FIG. 14 shows an exemplary circuit arrangement of each of the constant 
current generating circuits 22. An input terminal 23 is connected to the 
collector terminal of corresponding one of the switching transistor 16. An 
output terminal 24 is connected to corresponding one of the recording 
electrodes 10a-10h. A resistor 25 is connected at one terminal to the 
input terminal 23 and at the other terminal to the emitter terminal of a 
transistor 26 and the inverting input terminal of an operational amplifier 
27. The non-inverting input terminal of the operational amplifier 27 is 
connected to a connection point of a zener diode 29 and a resistor 30 
which are connected in series between the input terminal 23 and the ground 
to keep constant the voltage at the connection point thereof. The output 
terminal of the operational amplifier 27 is connected via a resistor 28 to 
the base terminal of the transistor 26. The collector terminal of the 
transistor 26 is connected to the output terminal 24. The operational 
amplifier 27 operates to keep constant a voltage across the resistor 25 so 
that a constant current flows through the resistor 25 and the transistor 
26 to the output terminal 24 when a voltage pulse is applied to the input 
terminal 23. 
FIG. 15 shows an example of driving data for energizing the recording 
electrodes with the arrangement shown in FIG. 13. The normal pulses occur 
during the period T1. The specific pulses occur during the period T2 
delayed by T3 from the leading edge of the normal pulse so that the 
specific pulses overlap the normal pulses during the period T8. The length 
of T1 is equal to the length of T2. Thus, the timing difference T9 between 
the trailing edges of the normal and specific pulses is equal to the 
length of T3. In other words, the specific pulse may be regarded as such a 
pulse that is obtained by delaying the normal pulse by T3. The example 
shown in FIG. 15 is effective in the case that the relative position of 
the printing head to the resistive ribbon moves in the direction from the 
recording electrode side to the common electrode side. 
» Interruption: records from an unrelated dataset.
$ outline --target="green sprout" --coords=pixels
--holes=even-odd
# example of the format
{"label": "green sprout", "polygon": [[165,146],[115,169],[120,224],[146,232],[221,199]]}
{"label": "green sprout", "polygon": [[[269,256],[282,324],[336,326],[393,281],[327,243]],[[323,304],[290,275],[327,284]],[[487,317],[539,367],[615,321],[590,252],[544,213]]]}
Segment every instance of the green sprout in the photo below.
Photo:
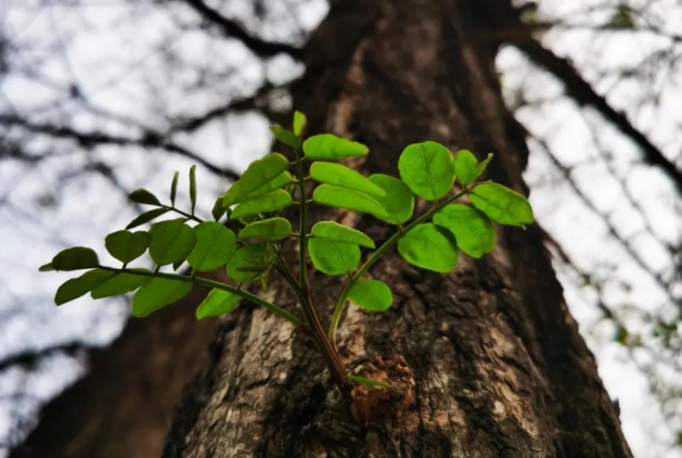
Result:
{"label": "green sprout", "polygon": [[[197,307],[197,319],[227,314],[241,300],[250,301],[309,335],[344,393],[349,392],[352,383],[386,387],[385,383],[348,373],[336,349],[336,331],[349,300],[374,313],[385,311],[393,304],[390,287],[365,278],[366,272],[394,246],[416,267],[450,272],[458,264],[460,251],[478,258],[494,249],[492,221],[523,227],[532,222],[532,209],[523,195],[502,185],[476,182],[492,154],[478,162],[469,151],[453,155],[446,147],[425,141],[404,149],[398,162],[400,178],[382,174],[365,177],[335,162],[366,155],[369,149],[364,144],[332,133],[305,138],[305,129],[306,117],[300,112],[294,114],[292,130],[272,126],[276,140],[293,150],[295,160],[270,153],[254,161],[216,200],[214,221],[195,214],[194,166],[189,176],[189,212],[176,207],[177,173],[170,187],[170,205],[144,189],[131,192],[132,202],[153,208],[134,218],[125,230],[106,237],[106,250],[121,266],[103,266],[94,251],[76,246],[62,251],[40,268],[87,270],[59,288],[56,305],[88,293],[96,300],[134,292],[132,314],[145,317],[184,297],[193,284],[202,284],[213,290]],[[306,168],[309,176],[305,175]],[[307,190],[308,182],[316,185],[312,195]],[[413,217],[415,198],[433,203],[417,217]],[[320,221],[310,228],[311,204],[370,214],[396,230],[377,246],[361,231],[335,221]],[[287,207],[298,208],[297,231],[282,217]],[[179,217],[154,222],[149,231],[131,231],[167,214]],[[230,227],[240,228],[236,233],[220,222],[223,217]],[[292,238],[298,240],[297,266],[291,266],[281,253],[282,244]],[[362,250],[373,251],[364,262]],[[154,270],[129,266],[145,252],[156,266]],[[311,298],[308,258],[320,272],[347,277],[327,330],[323,329]],[[190,273],[176,273],[185,262]],[[172,272],[160,271],[165,266],[172,266]],[[232,282],[200,276],[216,269],[226,269]],[[250,282],[260,282],[265,289],[270,271],[291,285],[303,317],[244,289]]]}

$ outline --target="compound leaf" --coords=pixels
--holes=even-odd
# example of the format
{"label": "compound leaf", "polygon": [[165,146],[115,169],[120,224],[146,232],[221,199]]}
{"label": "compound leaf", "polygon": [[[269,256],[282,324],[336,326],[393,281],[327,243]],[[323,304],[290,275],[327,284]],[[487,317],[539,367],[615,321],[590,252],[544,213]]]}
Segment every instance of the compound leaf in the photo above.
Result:
{"label": "compound leaf", "polygon": [[308,240],[308,251],[314,267],[331,276],[355,270],[360,263],[360,247],[350,243],[313,237]]}
{"label": "compound leaf", "polygon": [[274,212],[282,209],[291,205],[294,201],[292,194],[278,189],[276,191],[268,192],[267,194],[259,195],[254,199],[249,199],[240,203],[234,207],[230,219],[242,218],[249,215],[258,215],[267,212]]}
{"label": "compound leaf", "polygon": [[116,259],[128,264],[144,254],[150,246],[150,234],[145,231],[119,230],[106,236],[104,246]]}
{"label": "compound leaf", "polygon": [[[140,270],[140,271],[149,272],[147,269],[132,269],[132,270]],[[92,296],[92,298],[95,298],[95,300],[103,298],[103,297],[117,296],[120,294],[132,292],[137,290],[138,288],[142,287],[143,284],[147,283],[149,281],[151,281],[150,277],[143,277],[143,276],[128,273],[128,272],[118,272],[114,275],[112,278],[104,281],[103,283],[99,284],[96,288],[94,288],[90,292],[90,295]]]}
{"label": "compound leaf", "polygon": [[313,238],[326,239],[333,242],[350,243],[353,245],[376,247],[374,241],[359,230],[339,225],[335,221],[320,221],[312,227]]}
{"label": "compound leaf", "polygon": [[144,212],[143,214],[134,218],[132,221],[130,221],[130,224],[126,226],[126,229],[132,229],[132,228],[137,228],[138,226],[142,226],[145,222],[150,222],[151,220],[158,218],[159,216],[166,214],[167,212],[168,212],[168,208],[154,208],[154,209],[150,209],[149,212]]}
{"label": "compound leaf", "polygon": [[526,198],[499,183],[481,183],[469,193],[472,204],[493,221],[507,226],[529,225],[532,208]]}
{"label": "compound leaf", "polygon": [[458,250],[443,231],[433,222],[419,225],[398,241],[398,253],[416,267],[449,272],[458,264]]}
{"label": "compound leaf", "polygon": [[267,271],[274,260],[270,245],[246,245],[234,253],[228,264],[228,275],[236,281],[249,281]]}
{"label": "compound leaf", "polygon": [[282,240],[293,233],[292,224],[286,218],[270,218],[252,222],[240,230],[240,239],[260,239],[269,242]]}
{"label": "compound leaf", "polygon": [[[270,153],[254,161],[242,177],[232,185],[232,188],[223,194],[223,206],[227,208],[286,185],[291,178],[283,174],[288,165],[288,160],[280,153]],[[284,179],[286,182],[282,182]]]}
{"label": "compound leaf", "polygon": [[160,205],[162,204],[159,200],[156,198],[156,195],[152,194],[146,189],[136,189],[130,194],[128,194],[128,199],[139,204],[146,204],[146,205]]}
{"label": "compound leaf", "polygon": [[196,243],[194,231],[182,218],[152,225],[150,236],[150,256],[158,266],[184,260]]}
{"label": "compound leaf", "polygon": [[54,295],[54,303],[56,305],[66,304],[69,301],[78,298],[85,294],[88,294],[93,288],[108,280],[114,276],[114,272],[110,272],[101,269],[88,270],[83,275],[77,278],[73,278],[62,284]]}
{"label": "compound leaf", "polygon": [[57,253],[50,264],[54,270],[69,271],[98,267],[100,260],[92,250],[85,246],[74,246]]}
{"label": "compound leaf", "polygon": [[240,296],[228,291],[213,290],[196,308],[196,319],[227,314],[239,305],[240,300]]}
{"label": "compound leaf", "polygon": [[180,301],[190,294],[190,291],[192,291],[192,283],[153,278],[132,296],[132,315],[138,318],[146,317],[159,308]]}
{"label": "compound leaf", "polygon": [[390,307],[394,296],[390,288],[379,280],[358,280],[350,289],[348,297],[355,304],[370,311],[384,311]]}
{"label": "compound leaf", "polygon": [[386,192],[369,178],[342,164],[316,162],[310,166],[310,178],[321,183],[353,189],[372,195],[386,195]]}
{"label": "compound leaf", "polygon": [[454,182],[452,153],[435,141],[406,148],[398,160],[398,170],[412,192],[427,201],[443,198]]}
{"label": "compound leaf", "polygon": [[376,198],[376,200],[386,209],[386,216],[374,216],[391,225],[401,225],[412,217],[414,194],[412,194],[412,191],[403,181],[382,174],[370,176],[370,181],[385,192],[383,198]]}
{"label": "compound leaf", "polygon": [[200,222],[193,231],[196,243],[186,259],[197,271],[206,272],[224,266],[234,255],[236,237],[220,222]]}
{"label": "compound leaf", "polygon": [[312,200],[322,205],[370,213],[379,218],[388,216],[386,209],[374,198],[363,192],[337,186],[320,185],[312,192]]}
{"label": "compound leaf", "polygon": [[334,133],[312,136],[304,141],[304,153],[311,160],[340,160],[364,156],[370,150],[362,143]]}
{"label": "compound leaf", "polygon": [[494,229],[488,217],[468,205],[446,205],[434,215],[434,222],[448,229],[458,247],[472,257],[480,257],[494,249]]}

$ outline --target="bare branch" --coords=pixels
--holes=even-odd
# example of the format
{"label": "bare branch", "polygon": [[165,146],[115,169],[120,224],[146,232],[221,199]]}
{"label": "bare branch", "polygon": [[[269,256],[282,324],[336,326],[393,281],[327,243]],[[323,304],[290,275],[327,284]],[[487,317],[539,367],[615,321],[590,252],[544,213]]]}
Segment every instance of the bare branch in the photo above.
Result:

FIG. 16 shows a flow chart of a program executed in the MPU 20 for 
producing the driving pulses shown in FIG. 15. In step 100, the same data 
D as that shown in FIG. 6 is produced, i.e., data A="01111100" and data 
D="00111000". In step 601, data D is inverted to be a data H="11000111". 
In step 602, a logical AND operation of A.multidot.H is executed to obtain 
a data I=A.multidot.H="01000100". The MPU 20 outputs data D for the period 
T3 in step 700, data A for T8 in step 800, and data I for T9 in step 900.